On the customer front, the PM needs to be able to creatively draw out real customer needs. This survey and interview technique is more of an art than a science, and comes with experience. The PM also needs to build the vision for the product using multiple inputs, then rally your team on this vision. Major EQ needed here. The vision needs to continue to drive product-market fit, and adjustments are elegantly made along the way.
At small companies your PM at this level also handles the Shipping function. When paired with a strong technical lead who can take on the burdens of engineering team operations, this senior PM would more fully take on both competitive analysis, and pricing and packaging decisions.

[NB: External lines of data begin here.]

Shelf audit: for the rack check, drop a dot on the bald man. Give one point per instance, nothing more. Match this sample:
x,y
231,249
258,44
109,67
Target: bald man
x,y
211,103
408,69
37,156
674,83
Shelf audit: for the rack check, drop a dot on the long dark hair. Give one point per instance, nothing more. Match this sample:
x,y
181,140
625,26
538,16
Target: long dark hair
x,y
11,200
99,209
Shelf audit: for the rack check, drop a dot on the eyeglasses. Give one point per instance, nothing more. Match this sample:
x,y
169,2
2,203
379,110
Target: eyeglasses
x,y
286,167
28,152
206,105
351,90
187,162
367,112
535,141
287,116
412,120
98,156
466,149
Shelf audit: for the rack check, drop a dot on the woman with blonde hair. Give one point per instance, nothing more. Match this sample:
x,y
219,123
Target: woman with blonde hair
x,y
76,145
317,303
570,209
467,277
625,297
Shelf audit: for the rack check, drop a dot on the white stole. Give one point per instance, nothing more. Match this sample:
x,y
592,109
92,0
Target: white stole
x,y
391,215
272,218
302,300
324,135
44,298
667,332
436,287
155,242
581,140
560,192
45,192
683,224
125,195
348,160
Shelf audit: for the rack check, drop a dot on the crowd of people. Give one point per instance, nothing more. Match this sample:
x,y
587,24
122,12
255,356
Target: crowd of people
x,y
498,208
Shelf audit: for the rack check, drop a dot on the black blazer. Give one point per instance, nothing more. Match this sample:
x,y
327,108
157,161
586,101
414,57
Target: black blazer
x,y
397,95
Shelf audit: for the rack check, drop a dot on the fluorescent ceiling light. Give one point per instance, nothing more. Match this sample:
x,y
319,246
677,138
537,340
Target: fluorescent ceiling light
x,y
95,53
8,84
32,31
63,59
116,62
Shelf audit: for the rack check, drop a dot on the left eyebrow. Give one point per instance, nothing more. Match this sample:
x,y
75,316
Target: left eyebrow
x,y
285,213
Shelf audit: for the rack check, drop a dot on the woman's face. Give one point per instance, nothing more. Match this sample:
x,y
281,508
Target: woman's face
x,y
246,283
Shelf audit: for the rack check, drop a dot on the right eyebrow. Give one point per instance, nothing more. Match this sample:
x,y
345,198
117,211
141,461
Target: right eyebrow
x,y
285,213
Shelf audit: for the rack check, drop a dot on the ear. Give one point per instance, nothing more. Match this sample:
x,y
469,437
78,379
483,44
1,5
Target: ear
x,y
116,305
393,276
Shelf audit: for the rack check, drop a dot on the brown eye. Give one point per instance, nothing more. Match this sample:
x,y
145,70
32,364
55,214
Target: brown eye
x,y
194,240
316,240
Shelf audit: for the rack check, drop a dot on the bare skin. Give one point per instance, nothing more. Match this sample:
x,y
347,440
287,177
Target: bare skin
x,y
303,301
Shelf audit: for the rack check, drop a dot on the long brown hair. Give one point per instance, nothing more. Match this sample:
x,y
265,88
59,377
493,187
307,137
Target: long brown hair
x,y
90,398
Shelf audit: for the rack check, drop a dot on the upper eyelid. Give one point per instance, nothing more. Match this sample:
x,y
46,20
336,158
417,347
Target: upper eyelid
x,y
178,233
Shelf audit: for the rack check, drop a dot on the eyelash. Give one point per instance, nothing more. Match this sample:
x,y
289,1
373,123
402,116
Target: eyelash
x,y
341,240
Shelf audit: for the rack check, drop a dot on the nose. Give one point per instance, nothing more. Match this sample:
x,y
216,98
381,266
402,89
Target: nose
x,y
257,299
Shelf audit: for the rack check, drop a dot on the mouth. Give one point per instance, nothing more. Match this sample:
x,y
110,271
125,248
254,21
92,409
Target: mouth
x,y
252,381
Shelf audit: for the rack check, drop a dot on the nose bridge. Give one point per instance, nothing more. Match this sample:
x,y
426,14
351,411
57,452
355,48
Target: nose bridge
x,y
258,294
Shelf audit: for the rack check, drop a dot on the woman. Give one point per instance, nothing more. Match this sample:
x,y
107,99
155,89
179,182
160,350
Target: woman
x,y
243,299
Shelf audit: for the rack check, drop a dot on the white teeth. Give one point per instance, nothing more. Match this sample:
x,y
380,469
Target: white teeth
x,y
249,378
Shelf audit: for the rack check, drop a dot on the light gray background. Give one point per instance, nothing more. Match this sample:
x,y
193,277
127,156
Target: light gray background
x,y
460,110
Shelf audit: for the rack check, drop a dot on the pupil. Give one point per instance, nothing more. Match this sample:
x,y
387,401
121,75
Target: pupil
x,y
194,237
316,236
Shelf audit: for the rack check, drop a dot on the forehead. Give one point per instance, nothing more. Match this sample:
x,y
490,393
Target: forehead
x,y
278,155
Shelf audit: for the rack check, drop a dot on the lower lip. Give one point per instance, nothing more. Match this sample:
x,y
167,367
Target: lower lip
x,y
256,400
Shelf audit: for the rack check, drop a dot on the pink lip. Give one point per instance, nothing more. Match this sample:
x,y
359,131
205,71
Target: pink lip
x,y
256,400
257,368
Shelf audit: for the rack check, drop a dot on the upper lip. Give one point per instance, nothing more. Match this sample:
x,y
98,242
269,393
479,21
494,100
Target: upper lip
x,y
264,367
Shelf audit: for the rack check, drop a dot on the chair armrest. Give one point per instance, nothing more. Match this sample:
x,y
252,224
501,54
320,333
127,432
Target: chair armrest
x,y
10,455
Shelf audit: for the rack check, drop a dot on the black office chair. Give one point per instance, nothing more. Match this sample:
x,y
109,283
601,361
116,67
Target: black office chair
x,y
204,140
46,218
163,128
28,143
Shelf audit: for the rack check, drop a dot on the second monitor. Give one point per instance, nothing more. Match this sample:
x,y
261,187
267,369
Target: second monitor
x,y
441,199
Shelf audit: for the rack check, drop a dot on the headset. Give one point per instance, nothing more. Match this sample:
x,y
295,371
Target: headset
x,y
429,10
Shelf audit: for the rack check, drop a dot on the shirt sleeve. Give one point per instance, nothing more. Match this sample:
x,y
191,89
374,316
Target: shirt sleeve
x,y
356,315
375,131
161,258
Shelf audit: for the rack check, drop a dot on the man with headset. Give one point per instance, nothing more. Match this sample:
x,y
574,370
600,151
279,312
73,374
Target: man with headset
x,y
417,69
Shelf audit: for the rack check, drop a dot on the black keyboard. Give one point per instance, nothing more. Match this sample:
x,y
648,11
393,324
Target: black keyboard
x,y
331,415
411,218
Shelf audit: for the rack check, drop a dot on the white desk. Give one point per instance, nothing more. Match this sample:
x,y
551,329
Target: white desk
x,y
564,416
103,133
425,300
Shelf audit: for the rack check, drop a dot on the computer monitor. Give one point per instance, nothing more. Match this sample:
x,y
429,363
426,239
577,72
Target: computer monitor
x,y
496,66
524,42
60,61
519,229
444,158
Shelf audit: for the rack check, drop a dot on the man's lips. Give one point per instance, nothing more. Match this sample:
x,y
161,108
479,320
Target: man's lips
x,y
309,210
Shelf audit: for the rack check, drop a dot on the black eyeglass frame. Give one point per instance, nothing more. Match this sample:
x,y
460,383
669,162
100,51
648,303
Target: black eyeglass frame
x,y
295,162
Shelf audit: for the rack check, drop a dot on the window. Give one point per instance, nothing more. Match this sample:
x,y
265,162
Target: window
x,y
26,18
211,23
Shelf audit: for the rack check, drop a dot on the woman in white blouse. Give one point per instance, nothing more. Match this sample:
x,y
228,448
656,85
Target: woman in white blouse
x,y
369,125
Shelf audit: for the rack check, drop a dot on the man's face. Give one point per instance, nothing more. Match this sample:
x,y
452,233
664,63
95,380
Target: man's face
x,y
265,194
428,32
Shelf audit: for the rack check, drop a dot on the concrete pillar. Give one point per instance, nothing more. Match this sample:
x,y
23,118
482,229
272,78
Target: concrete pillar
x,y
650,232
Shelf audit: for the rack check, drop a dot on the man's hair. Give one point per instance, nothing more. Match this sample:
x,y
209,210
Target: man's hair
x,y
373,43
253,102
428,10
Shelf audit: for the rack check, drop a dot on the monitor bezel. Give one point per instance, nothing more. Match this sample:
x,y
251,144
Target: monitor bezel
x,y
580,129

At this stage of the company, you are taking off. You have product-market fit and enough runway to survive 2-3 years. So it makes sense for your PM to start visioning for the 2 year mark. Don’t confuse this with the overall company vision, which is a BHAG (big hairy audacious goal) laid down by the founder that can be as far out as 5-10 years. That company vision is meant to be a rally-cry, blood-stirring, moonshot.
Your Strategic PM, usually director level or VP level, will take that company vision, and lay out the pathways that pave your way towards that BHAG. This PM will raise a debate on the validity of each of those pathways, and explore ways to test and de-risk each. For example, a decision to use cloud or on-prem deployment, to build vs. buy certain features within the product, or to invest in a new product area to win market share. These decisions move the company down a very different path, and rallying stakeholders through these decisions is what your Strategic PM will do.
If you’re considering a full time CPO-only PM, meaning a PM dedicated to only CPO level functions and not other earlier level functions, then your company is likely experiencing rocketship growth. You’re looking to bolster your moat with product bets while designing an organization that will sustain your growth.
Your CPO will help set and reinforce that culture for your product organization. You might be courting very lucrative and strategic enterprise accounts beyond a basic customer relationship. These can require roadmap commitments and multi-year contracts. Your CPO needs to flank your VP Sales on customer visits to tell the product story, close the deals and make sure you can deliver without compromising your product strength in your market.
Partnerships from outside the company become important, and your CPO needs to bring these opportunities to the table alongside your CEO and CFO. Your CPO will take your BHAG moonshot and lay out the 5 year plan to it, identifying key product holes that you must fill with product bets or M&A opportunities before getting to the moon.
Finally, your CPO tells your powerful product story, for your board, for your customers, for your team, and helps you keep the funding or revenue flowing.
You might find yourself needing some of the functions of a CPO before you are in rocketship stage. Consider what you need specifically before making this hire. It is more economical and flexible to retain the services of a fractional CPO for certain needs.
For example, fundraising, assessing product bets, winning key enterprise accounts, designing the organization for growth, and product vision facilitation are often better accomplished with a well-networked part time CPO who has an outside perspective. On the other hand, ongoing board relations, carrying the product vision and building culture are better handled with a full time dedicated hire.
The luckiest scenario would be finding a PM with Level 3 capabilities who can stretch to Level 4. Then you can backfill specific needs with a fractional CPO until you’re ready to expand. The appointment of a CPO indicates readiness for more sophisticated strategic planning and execution. And ultimately the founder and board would have to determine the right timing based on the circumstance. Good luck out there!